Wer schaut, muss ausweichen
In jeder bevölkerten Fußgängerzone gibt es Passanten, die voranschreiten, ohne andere zu beachten, den Blick starr auf den Boden gerichtet. Diese Fußgänger scheinen niemanden wahrzunehmen - dennoch müssen sie kaum ausweichen. "Andere nehmen unterbewusst wahr, dass der Entgegenkommende nicht auf seine Umgebung achtet und weichen dann selbst aus", sagt Johannson. Wer die anderen weniger beachtet, ist schneller. "Wenn beide den jeweils anderen wahrnehmen, kann man oft beobachten, dass jeder ausweicht, und meist in die gleiche Richtung." Das dauere länger, da man auf die Signale des Gegenüber reagiert, sagt Johannson.
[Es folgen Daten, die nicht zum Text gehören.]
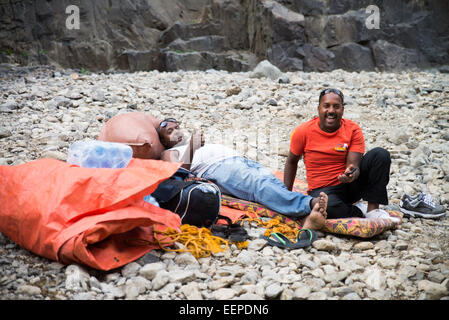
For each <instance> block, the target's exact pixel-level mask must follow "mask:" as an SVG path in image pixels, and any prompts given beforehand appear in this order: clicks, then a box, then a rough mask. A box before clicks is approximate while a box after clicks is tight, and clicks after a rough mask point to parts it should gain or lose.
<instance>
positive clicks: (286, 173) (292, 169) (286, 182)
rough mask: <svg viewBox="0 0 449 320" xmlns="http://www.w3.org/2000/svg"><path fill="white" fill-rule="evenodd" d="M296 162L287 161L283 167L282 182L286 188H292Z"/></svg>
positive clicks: (294, 176) (296, 165)
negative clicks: (283, 178) (292, 162)
mask: <svg viewBox="0 0 449 320" xmlns="http://www.w3.org/2000/svg"><path fill="white" fill-rule="evenodd" d="M297 170H298V164H297V163H292V162H289V161H287V162H286V163H285V168H284V184H285V186H286V187H287V189H288V190H290V191H291V190H292V189H293V183H294V181H295V176H296V171H297Z"/></svg>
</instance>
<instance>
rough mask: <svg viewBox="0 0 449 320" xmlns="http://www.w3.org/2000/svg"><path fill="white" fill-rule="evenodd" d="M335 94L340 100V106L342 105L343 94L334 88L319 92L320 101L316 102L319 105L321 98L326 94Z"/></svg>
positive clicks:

Bernhard Schlag, Verkehrspsychologe an der Universität Dresden, beschreibt die Wahrnehmung einzelner Verkehrsteilnehmer als "Haarschlauch", eine Art längliche Blase. "Man nimmt sich im Auto oder zu Fuß nicht als einen Punkt war, sondern als ein in die Bewegungsrichtung erweitertes Ich." Dringt jemand in die Blase ein, wird er zunächst unterbewusst wahrgenommen. Die erste Reaktion ist ein geringfügiges Ausweichen, sagt Schlag. "Das kostet am wenigsten Energie und passiert reflexartig." Ist man danach noch immer auf Kollisionskurs, wird gebremst. "Erst jetzt wird einem die Situation wirklich bewusst." Die letzte Ebene ist die verbale. Mit einer Geste oder einem "Entschuldigung" wird die Situation gelöst, falls man tatsächlich aneinandergestoßen ist.